Decision Tree: Introduction

Decision Tree is one of the most widely used algorithms in data science. In the case of machine learning ensemble methods like a decision tree and random forest are widely used.

It is a kind of supervised learning algorithm in which data continues to get divided into different categories according to the given conditions.

As the name suggests a decision tree is used as a flow chart like a tree structure to show the prediction of results that are based on feature-based splits. It starts with a root node and ends on a leaf node with a decision made by it.  

Decision trees can be used for solving both regression and classification problems.

What is a Decision Tree?

It is generally a type of binary tree that recursively splits the given dataset on the given condition until we are left with a pure leaf node i.e. the data with only one type of class.

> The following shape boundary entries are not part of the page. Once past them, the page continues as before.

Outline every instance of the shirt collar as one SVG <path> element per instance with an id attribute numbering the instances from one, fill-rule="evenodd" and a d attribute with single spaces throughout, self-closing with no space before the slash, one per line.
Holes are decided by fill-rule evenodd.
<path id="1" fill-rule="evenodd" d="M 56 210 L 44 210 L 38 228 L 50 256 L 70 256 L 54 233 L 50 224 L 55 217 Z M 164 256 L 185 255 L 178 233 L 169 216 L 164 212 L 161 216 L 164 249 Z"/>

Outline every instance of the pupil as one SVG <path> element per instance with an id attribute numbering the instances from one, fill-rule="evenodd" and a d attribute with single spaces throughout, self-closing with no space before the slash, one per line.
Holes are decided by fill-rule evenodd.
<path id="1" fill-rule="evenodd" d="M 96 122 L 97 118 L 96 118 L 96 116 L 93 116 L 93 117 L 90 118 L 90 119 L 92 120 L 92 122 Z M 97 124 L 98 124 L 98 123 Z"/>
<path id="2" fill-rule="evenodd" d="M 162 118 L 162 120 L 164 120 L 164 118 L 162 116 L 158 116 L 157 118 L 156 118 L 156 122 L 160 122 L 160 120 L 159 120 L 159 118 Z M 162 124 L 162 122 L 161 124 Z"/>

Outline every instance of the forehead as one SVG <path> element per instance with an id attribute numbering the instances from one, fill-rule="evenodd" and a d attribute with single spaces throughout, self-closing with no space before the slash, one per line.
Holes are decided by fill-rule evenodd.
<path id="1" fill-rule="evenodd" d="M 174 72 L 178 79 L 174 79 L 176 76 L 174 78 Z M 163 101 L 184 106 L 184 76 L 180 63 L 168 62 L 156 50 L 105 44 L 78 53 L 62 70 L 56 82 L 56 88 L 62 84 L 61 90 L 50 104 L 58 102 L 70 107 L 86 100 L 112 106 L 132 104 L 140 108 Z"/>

Here is some basic terminology that is more frequently used in decision tree:

  • Root Node: It is present at the beginning of a decision tree. It represents the entire sample data which gets divided into two sets on the given condition.
  • Splitting: The process of dividing nodes into two or more sub-nodes.
  • Decision Node: The node which we get after splitting the root nodes.
  • Leaf Node:  Nodes whose further splitting is not possible are known as leaf nodes.
  • Sub-Tree: The sub-section of this decision tree.
  • Parent and Child Node: A node, which is divided into sub-nodes is called the parent node of sub-nodes whereas sub-nodes are the child of the parent node.

Assumptions

Decision Tree has certain assumptions:

  • Records should be distributed in a recursive manner which will be on the basis of attribute values.
  • In the case of continuous variables, discretization of variables are required prior to building the model.
  • The data which will be used for training should be wholly considered as root.